"Where single parents write their own success stories"

Success Stories

ROWAN'S STORY


Warren Village gave Rowan the opportunity for a better life. Now, Rowan gives other women that same chance.

Rowan works at a Denver daytime drop-in center for homeless and low-income women and children. As a case manager, Rowan will help 20 women find affordable housing this year. Rowan has a unique ability to fight poverty and homelessness. She's experienced it.

In 2004, Rowan made the decision to separate from her son's alcoholic father. She would raise her son Zander on her own. After considering her options, Rowan realized that even if she worked full-time, she would still need another job to pay for Zander's childcare. She discovered Warren Village, and even though family and friends were still offering her a place to stay, she chose to move into the program.

"In order for me to become the person I wanted to be and to be self-sufficient, I had to stop relying on others and do it myself," Rowan says.

Zander was only seven months old when he and his mom moved into Warren Village in May of 2004. Rowan worked a little as a waitress until she started school the following fall. That summer gave her and Zander the opportunity to spend quality time together-something she would not have had without Warren Village.

"We bonded in such an amazing way," Rowan says. "I don't think we would have if I had just been working as many hours as I could in a day.
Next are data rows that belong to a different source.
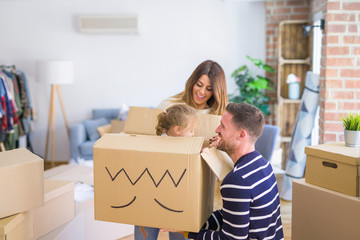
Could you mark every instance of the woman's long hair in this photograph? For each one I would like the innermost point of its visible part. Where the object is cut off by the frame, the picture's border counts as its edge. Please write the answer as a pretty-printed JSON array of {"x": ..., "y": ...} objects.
[{"x": 218, "y": 101}]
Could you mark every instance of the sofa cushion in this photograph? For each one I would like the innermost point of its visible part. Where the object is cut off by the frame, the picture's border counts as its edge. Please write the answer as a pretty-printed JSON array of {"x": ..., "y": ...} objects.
[
  {"x": 91, "y": 126},
  {"x": 86, "y": 148}
]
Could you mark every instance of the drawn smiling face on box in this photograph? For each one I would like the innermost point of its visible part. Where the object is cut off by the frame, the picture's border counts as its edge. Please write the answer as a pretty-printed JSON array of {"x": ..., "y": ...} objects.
[{"x": 149, "y": 186}]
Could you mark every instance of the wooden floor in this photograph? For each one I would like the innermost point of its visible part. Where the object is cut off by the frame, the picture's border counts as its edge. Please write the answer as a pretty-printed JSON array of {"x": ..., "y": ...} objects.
[{"x": 285, "y": 210}]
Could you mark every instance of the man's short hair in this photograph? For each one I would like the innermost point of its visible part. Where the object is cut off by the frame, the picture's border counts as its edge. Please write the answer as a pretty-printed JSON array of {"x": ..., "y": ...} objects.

That was honestly the best summer of my life, getting to spend every day with [Zander]."

Three months later, Rowan enrolled at University of Colorado at Denver, majoring in psychology and anthropology. As a student, she became interested in poverty and how society view people in poverty, including herself.
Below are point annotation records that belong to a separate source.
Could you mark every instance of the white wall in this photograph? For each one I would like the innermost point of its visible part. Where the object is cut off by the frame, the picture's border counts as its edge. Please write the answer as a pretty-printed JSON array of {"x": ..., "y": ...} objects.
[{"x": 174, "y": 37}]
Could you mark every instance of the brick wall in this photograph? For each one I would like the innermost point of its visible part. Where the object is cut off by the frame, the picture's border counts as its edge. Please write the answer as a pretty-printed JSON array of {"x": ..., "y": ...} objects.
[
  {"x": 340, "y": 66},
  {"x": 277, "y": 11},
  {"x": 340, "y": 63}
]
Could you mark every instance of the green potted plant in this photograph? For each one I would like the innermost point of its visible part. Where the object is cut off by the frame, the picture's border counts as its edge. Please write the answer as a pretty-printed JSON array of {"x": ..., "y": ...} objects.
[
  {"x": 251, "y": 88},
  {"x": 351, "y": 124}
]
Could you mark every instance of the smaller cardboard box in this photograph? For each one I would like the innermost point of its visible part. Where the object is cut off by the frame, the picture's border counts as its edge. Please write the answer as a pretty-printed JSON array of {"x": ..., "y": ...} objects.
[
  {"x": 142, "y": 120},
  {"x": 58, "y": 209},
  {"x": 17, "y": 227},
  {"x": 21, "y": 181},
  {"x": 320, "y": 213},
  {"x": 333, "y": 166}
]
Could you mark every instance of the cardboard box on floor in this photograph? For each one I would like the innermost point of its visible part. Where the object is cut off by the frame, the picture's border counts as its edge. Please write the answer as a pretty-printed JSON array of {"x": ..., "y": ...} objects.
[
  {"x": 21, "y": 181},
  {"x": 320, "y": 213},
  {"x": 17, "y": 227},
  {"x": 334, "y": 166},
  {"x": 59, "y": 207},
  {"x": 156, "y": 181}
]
"I guess you could say that I made it my personal mission to alter people's perception of single mothers who rely on government assistance to get a new start in life," Rowan writes in her employment biography.
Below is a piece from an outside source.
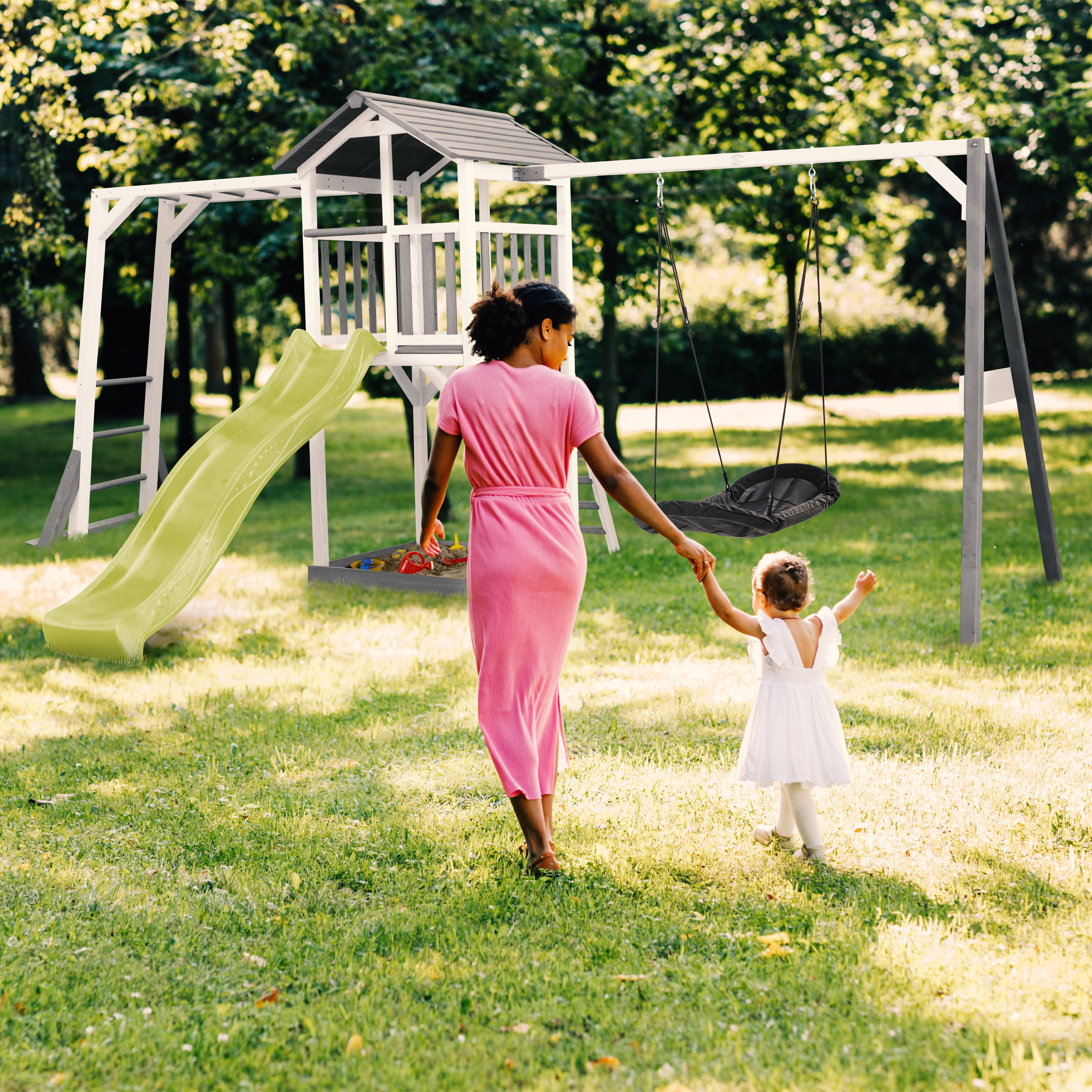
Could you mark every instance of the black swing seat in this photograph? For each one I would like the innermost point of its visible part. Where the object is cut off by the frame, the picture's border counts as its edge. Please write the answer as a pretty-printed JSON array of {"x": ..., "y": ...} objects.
[{"x": 744, "y": 510}]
As a Warren Village resident, Rowan became more involved in the program, serving as a member of the Giving Circle, a philanthropic committee, and serving on LEAD, a council of residents. She also enrolled her son Zander in the Warren Village Learning Center, where he stills attends.

"It's the first and only childcare he's ever had, so it's been a constant with him," Rowan says. "He's able to grow and transition with his classmates. It's key that he is in an environment set up for learning."

It was actually one of Zander's Learning Center teachers who recommended the drop-in center to Rowan, when she was looking at internships for school. Rowan did a six-month internship with the center before she graduated with her two bachelor's degrees in December of 2005. The drop-in center offered her a three-month position, then moved her up to part-time. She now works full-time at the organization, putting to use her experience at Warren Village and her newfound passion for social justice.

Rowan moved out of Warren Village in May of 2006, and found affordable, non-subsidized housing for her and Zander. Her time at Warren Village has become invaluable to her work and to her own self-sufficiency.

"Warren Village allowed me to finish school," Rowan says. "It allowed me to bond with some of my neighbors and other women going through similar things. It was huge. The person it helped me become is remarkable, just in my resourcefulness and ambition."

Rowan's future ambitions include one day becoming a homeowner and going to graduate school. She will continue assisting with Denver's Road Home-Mayor John Hickenlooper's 10 year plan to end homelessness. Her goal, she says, "is to continue to become more involved and entrenched in the community and in helping women gather their strength, and realize their potential and worth."

She goes on to say, "Besides being a stay-at-home mom, this is the most useful thing I could do with myself."